У нее даже голос — темный, с легкой хрипотцой, изобличающей курильщицу — посветлел.
— Вот только не надо мне угрожать, — отвечал Кукушечкин, нежно заключая роскошную женщину в объятья.
— А что такое? Боишься красивых женщин?
— Нет, я боюсь диабета.
— За какие заслуги перед человечеством, красавица моя, умница моя? — пытался обратить на себя внимание Сундукевич.
— Успокойся, папка. Заплатила по штуке баксов за страницу — вот и все заслуги перед человечеством, — отвечала она небрежно, смутив своей откровенностью творческий коллектив, но даже не заметив этого.
— Тысячу баксов за страницу, — в тихом потрясении повторил Кукушечкин.
— Ах, ты моя умница, ах, ты моя скромница, ах, ты моя красавица, — лепетал Сундукевич, — а я читаю — Люсьена Кощей. Смотрю — ты. Замуж вышла?
— Разошлась я со Змеем Горынычем. Фамилию на память оставила.
— Ах, ты моя красавица…
— Отлипни, папка, а? Дай с дядей Гошей поговорить.
— Подождет дядя Гоша, наговоришься еще. Идем ко мне. Я из тебя шедевр сделаю.
— Сделал ты уже из меня шедевр. Снимать будешь анфас. В профиль нос из книги торчать будет.

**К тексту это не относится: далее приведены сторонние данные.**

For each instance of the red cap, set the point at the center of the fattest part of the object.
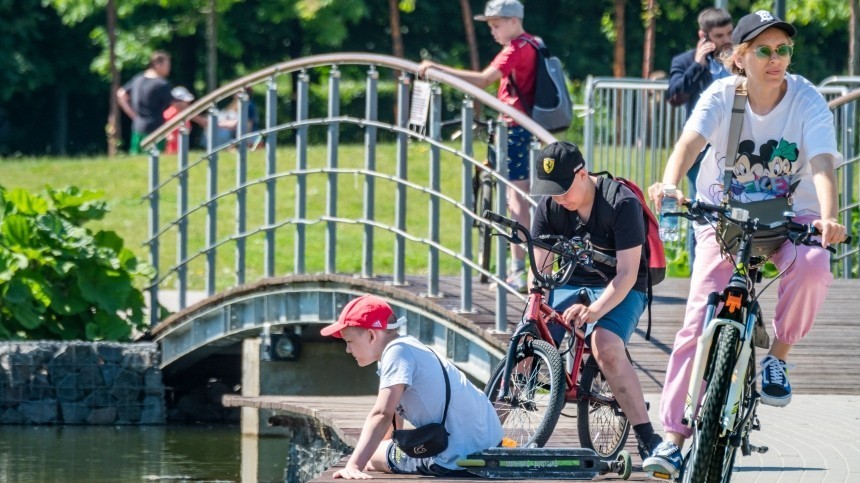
(368, 312)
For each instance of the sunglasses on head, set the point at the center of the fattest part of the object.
(765, 52)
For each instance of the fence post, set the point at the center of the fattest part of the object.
(501, 208)
(370, 113)
(211, 201)
(271, 171)
(332, 145)
(400, 193)
(467, 112)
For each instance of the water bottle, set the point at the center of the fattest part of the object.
(669, 224)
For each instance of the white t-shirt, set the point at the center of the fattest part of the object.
(774, 149)
(472, 423)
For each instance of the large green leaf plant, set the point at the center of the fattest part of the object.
(58, 279)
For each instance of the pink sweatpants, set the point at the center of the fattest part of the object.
(800, 294)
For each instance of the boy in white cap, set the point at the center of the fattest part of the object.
(411, 387)
(515, 68)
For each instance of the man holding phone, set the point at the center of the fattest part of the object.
(692, 72)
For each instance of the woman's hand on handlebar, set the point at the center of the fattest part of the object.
(655, 194)
(831, 231)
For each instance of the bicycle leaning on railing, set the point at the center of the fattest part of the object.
(725, 352)
(531, 384)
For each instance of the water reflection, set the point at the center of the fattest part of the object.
(126, 453)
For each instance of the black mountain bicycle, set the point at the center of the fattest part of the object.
(725, 356)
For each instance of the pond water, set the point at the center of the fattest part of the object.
(135, 453)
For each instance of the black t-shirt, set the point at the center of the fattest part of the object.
(616, 223)
(150, 97)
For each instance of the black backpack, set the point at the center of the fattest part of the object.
(552, 108)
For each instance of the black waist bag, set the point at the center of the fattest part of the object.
(430, 439)
(424, 442)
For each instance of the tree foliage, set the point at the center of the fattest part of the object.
(58, 279)
(48, 43)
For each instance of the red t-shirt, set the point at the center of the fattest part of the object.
(517, 59)
(173, 138)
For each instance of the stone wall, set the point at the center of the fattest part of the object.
(80, 383)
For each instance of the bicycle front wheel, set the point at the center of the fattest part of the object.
(707, 456)
(601, 423)
(535, 396)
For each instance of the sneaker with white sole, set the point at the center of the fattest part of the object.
(664, 462)
(775, 388)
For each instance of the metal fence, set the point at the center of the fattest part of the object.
(269, 199)
(630, 131)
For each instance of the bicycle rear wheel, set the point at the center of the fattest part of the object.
(483, 202)
(602, 425)
(707, 456)
(535, 397)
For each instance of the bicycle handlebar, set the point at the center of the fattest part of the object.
(574, 251)
(798, 233)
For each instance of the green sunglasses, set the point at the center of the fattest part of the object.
(765, 52)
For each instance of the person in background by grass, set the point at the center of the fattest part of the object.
(145, 98)
(515, 68)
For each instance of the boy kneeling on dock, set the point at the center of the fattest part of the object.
(412, 387)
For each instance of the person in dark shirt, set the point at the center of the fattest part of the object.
(145, 98)
(692, 72)
(576, 203)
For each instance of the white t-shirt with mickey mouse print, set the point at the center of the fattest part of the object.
(774, 149)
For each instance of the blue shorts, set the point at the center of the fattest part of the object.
(399, 463)
(621, 320)
(519, 142)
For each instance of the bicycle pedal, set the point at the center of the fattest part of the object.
(656, 475)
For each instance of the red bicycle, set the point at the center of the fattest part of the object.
(540, 373)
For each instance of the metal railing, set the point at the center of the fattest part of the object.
(630, 130)
(203, 229)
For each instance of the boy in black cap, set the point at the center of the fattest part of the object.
(575, 203)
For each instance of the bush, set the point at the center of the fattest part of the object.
(58, 280)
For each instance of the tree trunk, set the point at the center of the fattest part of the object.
(854, 38)
(396, 35)
(471, 38)
(618, 69)
(648, 54)
(114, 127)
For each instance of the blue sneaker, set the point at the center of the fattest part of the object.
(664, 462)
(775, 389)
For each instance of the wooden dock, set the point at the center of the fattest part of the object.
(826, 361)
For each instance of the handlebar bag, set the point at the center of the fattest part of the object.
(765, 242)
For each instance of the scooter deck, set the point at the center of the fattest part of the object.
(536, 463)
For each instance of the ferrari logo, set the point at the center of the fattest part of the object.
(548, 164)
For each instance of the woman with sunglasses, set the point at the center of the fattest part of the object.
(786, 148)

Думаю, дядя Гоша, пластическую операцию сделать, — она прикрыла нос — не такой уж и большой — рукой, унизанной перстнями. — А?

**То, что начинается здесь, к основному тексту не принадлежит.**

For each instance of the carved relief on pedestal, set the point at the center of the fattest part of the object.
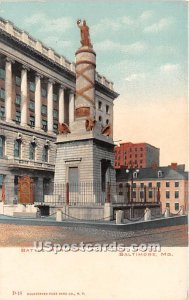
(90, 124)
(63, 128)
(81, 112)
(107, 130)
(25, 190)
(85, 37)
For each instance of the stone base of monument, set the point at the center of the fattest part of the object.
(167, 212)
(19, 210)
(147, 214)
(108, 212)
(119, 217)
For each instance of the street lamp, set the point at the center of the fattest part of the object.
(132, 171)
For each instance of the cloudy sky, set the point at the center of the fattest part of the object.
(140, 45)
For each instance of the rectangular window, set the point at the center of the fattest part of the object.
(2, 146)
(43, 92)
(32, 105)
(55, 126)
(55, 97)
(18, 99)
(18, 81)
(176, 206)
(150, 194)
(18, 116)
(44, 124)
(2, 111)
(17, 149)
(73, 179)
(44, 110)
(107, 109)
(167, 194)
(2, 74)
(55, 113)
(45, 154)
(176, 194)
(1, 180)
(32, 121)
(2, 93)
(99, 105)
(134, 194)
(32, 86)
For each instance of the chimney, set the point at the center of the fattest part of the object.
(154, 165)
(174, 166)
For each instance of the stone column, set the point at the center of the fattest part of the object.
(50, 106)
(39, 190)
(9, 189)
(8, 89)
(71, 107)
(61, 105)
(38, 101)
(24, 96)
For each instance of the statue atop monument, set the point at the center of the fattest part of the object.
(85, 37)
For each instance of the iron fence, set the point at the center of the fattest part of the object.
(83, 193)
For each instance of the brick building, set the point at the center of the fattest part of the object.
(172, 182)
(141, 155)
(37, 92)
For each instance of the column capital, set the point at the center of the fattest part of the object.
(50, 80)
(9, 59)
(71, 92)
(25, 67)
(38, 75)
(62, 86)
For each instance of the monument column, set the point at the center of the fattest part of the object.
(50, 105)
(38, 101)
(24, 96)
(61, 104)
(8, 89)
(71, 107)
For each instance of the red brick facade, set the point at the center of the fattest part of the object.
(140, 155)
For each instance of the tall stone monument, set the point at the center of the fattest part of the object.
(85, 145)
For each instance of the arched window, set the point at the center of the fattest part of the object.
(32, 150)
(17, 148)
(2, 146)
(45, 154)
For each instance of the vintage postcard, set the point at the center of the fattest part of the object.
(93, 150)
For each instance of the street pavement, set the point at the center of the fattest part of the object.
(21, 235)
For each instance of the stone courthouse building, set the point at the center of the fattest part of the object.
(37, 94)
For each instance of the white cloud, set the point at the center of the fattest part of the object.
(60, 44)
(108, 45)
(135, 77)
(49, 25)
(161, 25)
(105, 24)
(169, 68)
(146, 15)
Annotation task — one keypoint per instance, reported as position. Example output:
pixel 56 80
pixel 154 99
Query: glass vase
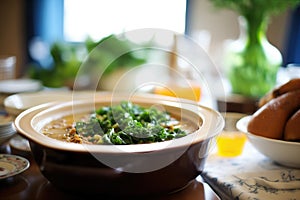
pixel 251 62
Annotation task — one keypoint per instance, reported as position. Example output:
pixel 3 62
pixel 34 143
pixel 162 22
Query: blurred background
pixel 36 30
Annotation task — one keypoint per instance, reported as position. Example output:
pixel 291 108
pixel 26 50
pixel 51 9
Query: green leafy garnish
pixel 128 123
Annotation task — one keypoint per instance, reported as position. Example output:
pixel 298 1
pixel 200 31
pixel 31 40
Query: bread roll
pixel 292 128
pixel 289 86
pixel 269 120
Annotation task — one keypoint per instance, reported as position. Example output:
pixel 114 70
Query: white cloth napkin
pixel 251 176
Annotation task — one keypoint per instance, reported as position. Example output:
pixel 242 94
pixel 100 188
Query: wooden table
pixel 31 184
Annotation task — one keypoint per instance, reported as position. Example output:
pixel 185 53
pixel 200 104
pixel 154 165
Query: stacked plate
pixel 7 129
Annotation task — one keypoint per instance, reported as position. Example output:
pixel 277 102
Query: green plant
pixel 252 67
pixel 68 57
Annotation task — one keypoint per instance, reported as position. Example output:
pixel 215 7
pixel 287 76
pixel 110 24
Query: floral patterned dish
pixel 11 165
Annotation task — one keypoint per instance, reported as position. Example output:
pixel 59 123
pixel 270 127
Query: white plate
pixel 19 85
pixel 11 165
pixel 280 151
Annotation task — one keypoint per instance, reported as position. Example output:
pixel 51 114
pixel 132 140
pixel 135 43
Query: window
pixel 100 18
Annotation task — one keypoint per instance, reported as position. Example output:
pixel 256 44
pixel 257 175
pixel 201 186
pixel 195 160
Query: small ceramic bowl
pixel 121 170
pixel 282 152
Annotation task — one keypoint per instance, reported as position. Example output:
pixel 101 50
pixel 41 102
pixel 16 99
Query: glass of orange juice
pixel 231 142
pixel 192 91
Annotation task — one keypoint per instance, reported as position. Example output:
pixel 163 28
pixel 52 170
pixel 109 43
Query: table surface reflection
pixel 31 184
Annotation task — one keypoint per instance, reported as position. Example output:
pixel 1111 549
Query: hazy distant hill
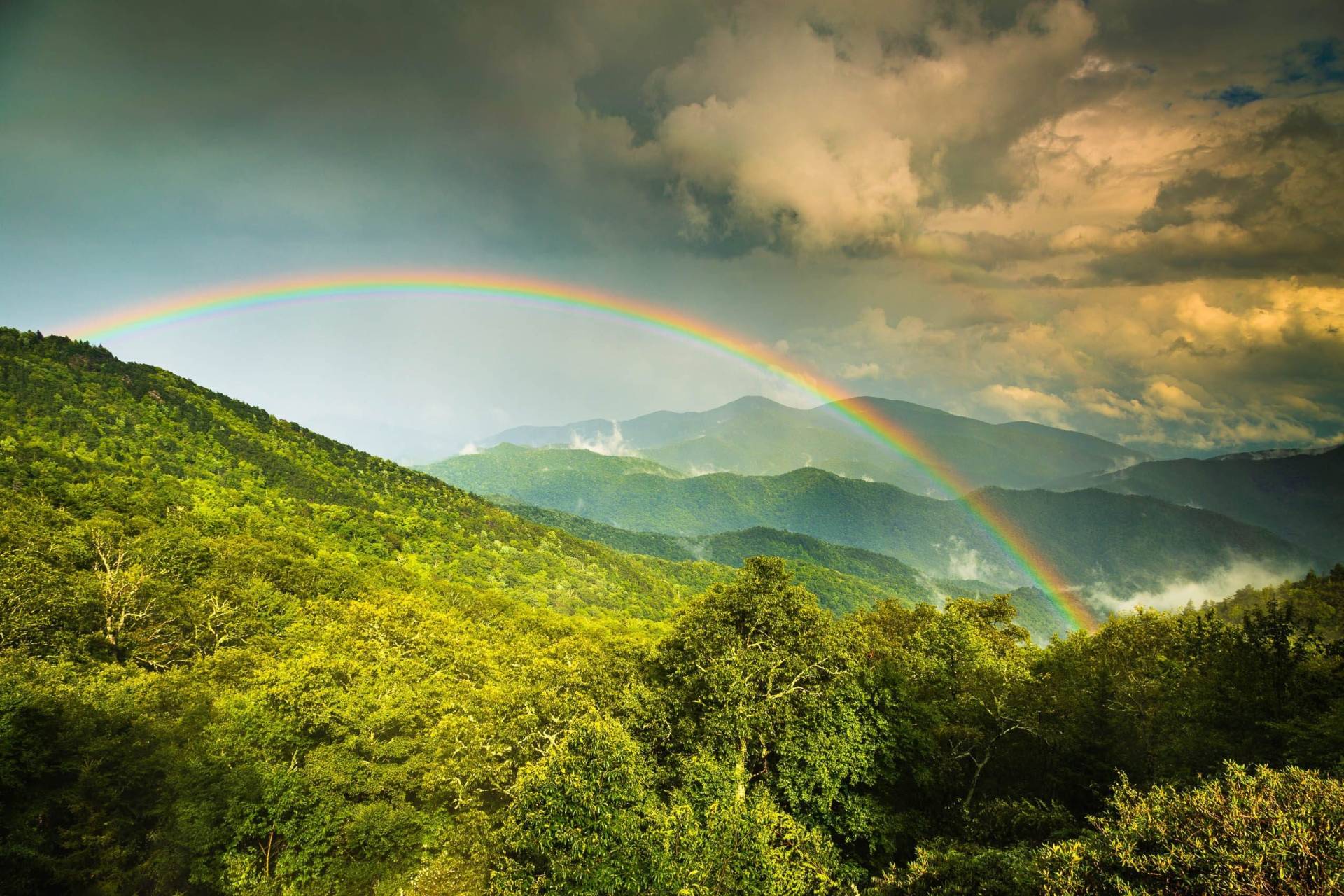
pixel 756 435
pixel 1298 496
pixel 1126 543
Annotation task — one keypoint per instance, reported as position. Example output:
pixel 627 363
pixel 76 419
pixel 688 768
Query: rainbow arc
pixel 512 290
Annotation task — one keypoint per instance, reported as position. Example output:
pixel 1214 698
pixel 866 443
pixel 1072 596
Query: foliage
pixel 1128 543
pixel 1254 830
pixel 239 659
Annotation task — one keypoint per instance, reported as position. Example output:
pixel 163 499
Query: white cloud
pixel 1218 586
pixel 860 371
pixel 1022 403
pixel 612 445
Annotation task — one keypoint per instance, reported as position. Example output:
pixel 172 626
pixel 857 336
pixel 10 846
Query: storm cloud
pixel 1120 216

— Не выдумывай, кокетка, — отвечал Кукушечкин, провожая ее томным взглядом.
— Дочь Марка Борисовича? — спросил Дрема, когда закрылась дверь запретной комнаты.
— Красивые ноги в женщине все, — рассеянно отвечал Кукушечкин. — Красивые ноги — красивая походка. Гордый стан. Роскошная женщина. Как она тебе?
— Как «Черный квадрат» Малевича, — отвечал Дрема. — Потрясает, притягивает, а чем — не поймешь.
— Дочь, дочь. От первого брака. Не вздумай Марка о ней расспрашивать, — сказал Кукушечкин, по лошадиному кивнув головой, будто отгоняя назойливого овода.
Отчего-то жалко Дреме стало Сундукевича. Весь такой аристократичный. А коленки трещат. И пальцами постоянно хрустит. Весь трескучий, как сухой плетень. Наверное, красивым людям особенно неприятно стареть.
С Дремой происходило нечто ужасное. Он стремительно терял чувство юмора. Становился раздражительным, обидчивым и мнительным. Дошло до того, что однажды в гневе пнул самого Олигарха. Жизнь его потеряла всякое удовольствие и неотвратимо превращалась в ад. С тех пор как Дрема связался с Кукушечкиным и Сундукевичем, его карикатуры не только перестали быть смешными, но и утратили всякое остроумие.
Раньше он никогда не задумывался, как приходят темы рисунков. Вдруг его распирало неудержимое веселье, сама собой возникала искра — и мотор начинал работать. Карикатура появлялась как нарисованный анекдот. Спонтанно.
Сейчас же он долго морщил лоб, тупо смотрел в потолок, ходил по комнате, как белый медведь, сошедший с ума от жары, в тесной клетке. Выкручивал мозги половой тряпкой. Но вымучивал такое убожество, что всякий раз краснел, рассматривая собственные рисунки в газете.
Раньше его карикатуры лучились юмором, а главное были многослойны, как чемодан контрабандиста. Отличались от прочих скрытым смыслом. И часто подтрунивали над содержанием статей, которые призваны были всего лишь иллюстрировать. Над его карикатурами можно было не только смеяться, но и думать. Его поклонники — вольнодумцы и диссиденты — встречая его, подмигивали и показывали большой палец. И вдруг это легкое, веселое дело превратилось в подневольный труд. Туриста-байдарочника приковали к галере.
— Послушай, Леня, как к тебе в голову приходят темы? — спросил он однажды, не выдержав муки, Сербича.
— Не придуривайся, — пророкотал великий карикатурист, не отрывая глаз от рисунка.
— Я серьезно.
— Вот когда буду знать, брошу этим заниматься, — отвечал тот, — буду книгу писать.
— А я больше не чувствую удовольствия, — пожаловался Дрема.
— Я тебя предупреждал: не связывайся с женщинами, не совершай самоубийства. Карикатура и женщины — понятие несовместимое, — посочувствовал ему Сербич.